Elon Musk has reached a settlement with the Securities and Exchange Commission on the charges filed earlier this week over his abandoned attempt to take Tesla private. Musk will have to step down as the chairman of Tesla within 45 days, and will not be able to take that role with the company again for three years. He will be able to remain Tesla’s CEO during that time.
Alongside the settlement, the SEC also charged Tesla with “failing to have required disclosure controls and procedures relating to Musk’s tweets,” according to the agency. Tesla has already agreed to settle this charge. Both Musk and the company will pay separate $20 million fines that will “be distributed to harmed investors under a court-approved process,” according to the SEC, and Tesla is being made to appoint two new independent directors to its board. The company will also hire a lawyer to monitor Musk’s communications, including his tweets, according to the agreement.

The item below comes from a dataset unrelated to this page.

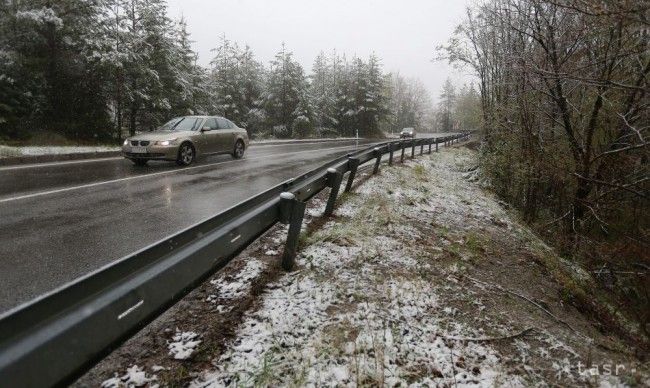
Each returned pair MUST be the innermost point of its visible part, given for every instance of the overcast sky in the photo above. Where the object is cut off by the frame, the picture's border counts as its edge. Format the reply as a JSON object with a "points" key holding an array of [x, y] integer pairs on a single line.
{"points": [[403, 33]]}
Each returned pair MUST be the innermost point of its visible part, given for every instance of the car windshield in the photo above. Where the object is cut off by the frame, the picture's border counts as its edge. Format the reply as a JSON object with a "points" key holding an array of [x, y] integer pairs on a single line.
{"points": [[188, 123]]}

A lawyer will now oversee Musk’s communications — including his tweets
“The total package of remedies and relief announced today are specifically designed to address the misconduct at issue by strengthening Tesla’s corporate governance and oversight in order to protect investors,” Stephanie Avakian, co-director of the SEC’s enforcement division, said in a statement.

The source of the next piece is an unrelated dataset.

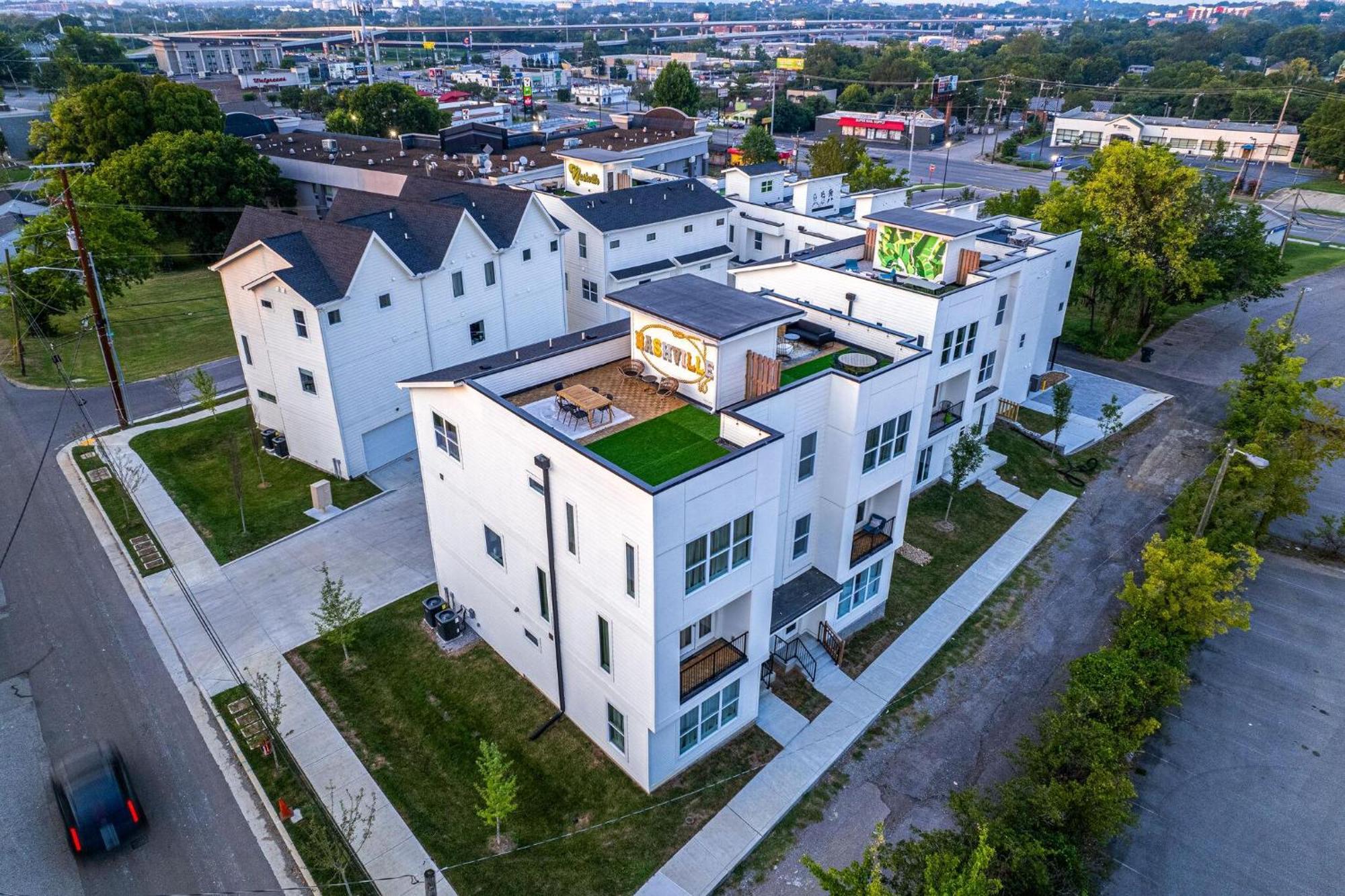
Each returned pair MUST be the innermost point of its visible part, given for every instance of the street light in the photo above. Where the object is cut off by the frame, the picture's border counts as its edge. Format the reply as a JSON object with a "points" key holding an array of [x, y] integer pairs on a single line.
{"points": [[1260, 463]]}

The terms of the settlement closely mirror the deal that numerous outlets reported was on the table Thursday morning, which would have required a two-year chairman ban and a $10 million fine. The two sides were so close to agreeing to those terms, according to the New York Times, that press releases were even being drafted. Musk ultimately decided that he didn’t want to go through with it, though, and later that day the SEC charged him with securities fraud.
In addition to the other terms, Musk had to agree to a condition where he is not allowed to either “admit nor deny” whether he was guilty of committing securities fraud, meaning that he cannot publicly state that he did nothing wrong — something that was reportedly a sticking point that caused Musk to walk away from the original deal.

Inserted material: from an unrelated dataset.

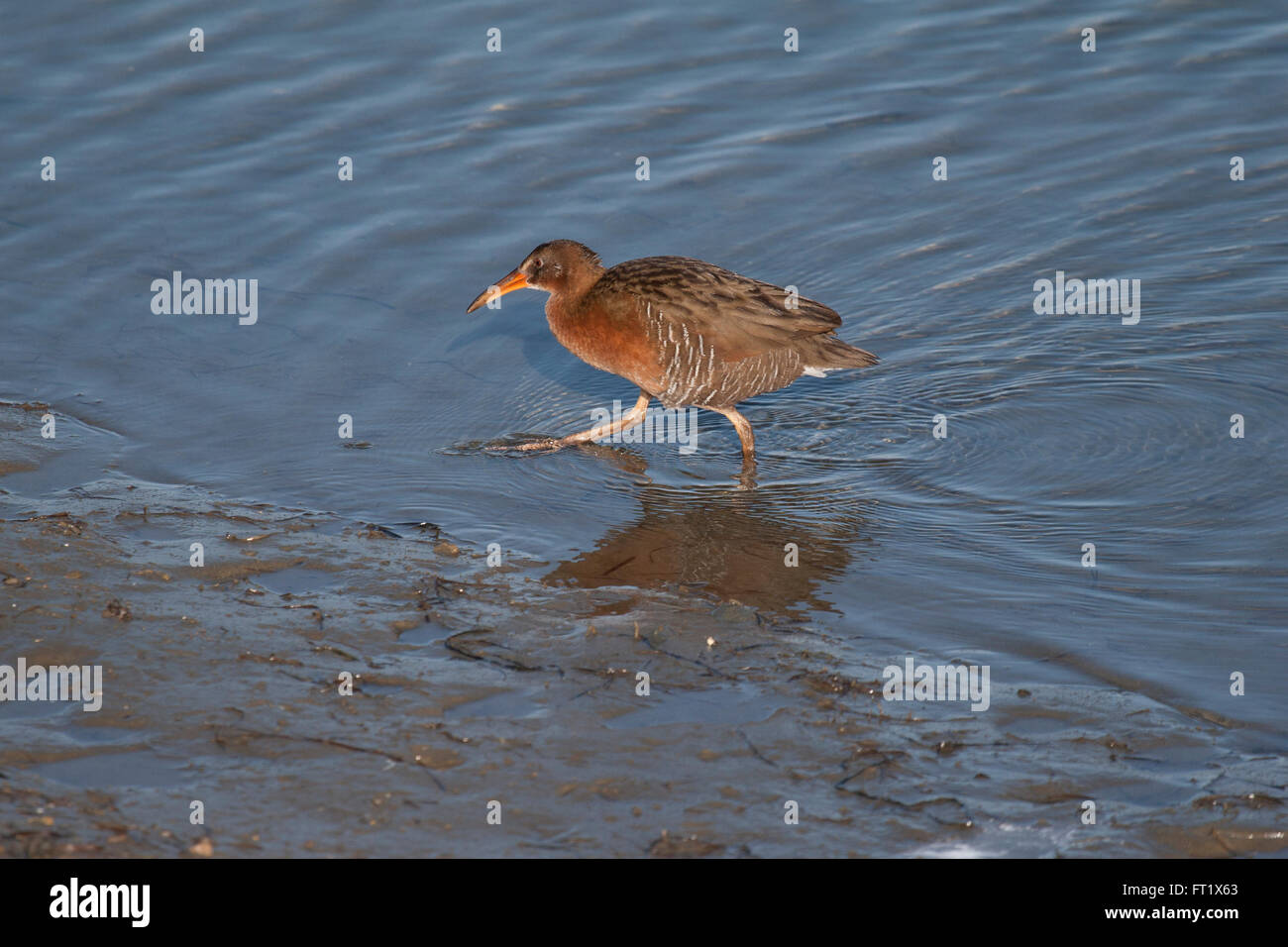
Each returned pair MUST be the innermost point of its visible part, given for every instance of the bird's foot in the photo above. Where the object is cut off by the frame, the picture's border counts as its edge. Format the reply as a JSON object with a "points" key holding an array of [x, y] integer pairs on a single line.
{"points": [[544, 445], [509, 445]]}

The SEC opened an investigation into Musk and Tesla in early August, shortly after the CEO abruptly announced on Twitter that he was considering taking the company private at a share price of $420. Musk said that he had the “funding secured” to pull off the feat, and that support from investors was confirmed as well.
While Musk reportedly had held multiple meetings with Saudi Arabia’s sovereign wealth fund about backing the privatization effort, the SEC argued in its lawsuit that Musk did not have a solid deal in place, and therefore his tweets were therefore “false and misleading” to investors.
“Musk knew that he had never discussed a going-private transaction at $420 per share with any potential funding source, had done nothing to investigate whether it would be possible for all current investors to remain with Tesla as a private company via a ‘special purpose fund,’ and had not confirmed support of Tesla’s investors for a potential going- private transaction,” the agency wrote in its complaint.
The first hearing in the SEC’s case against Musk was scheduled for February. The Department of Justice reportedly still has an open investigation into his failed privatization attempt, and a number of shareholders have sued Musk in court for losses resulting from the alleged market manipulation.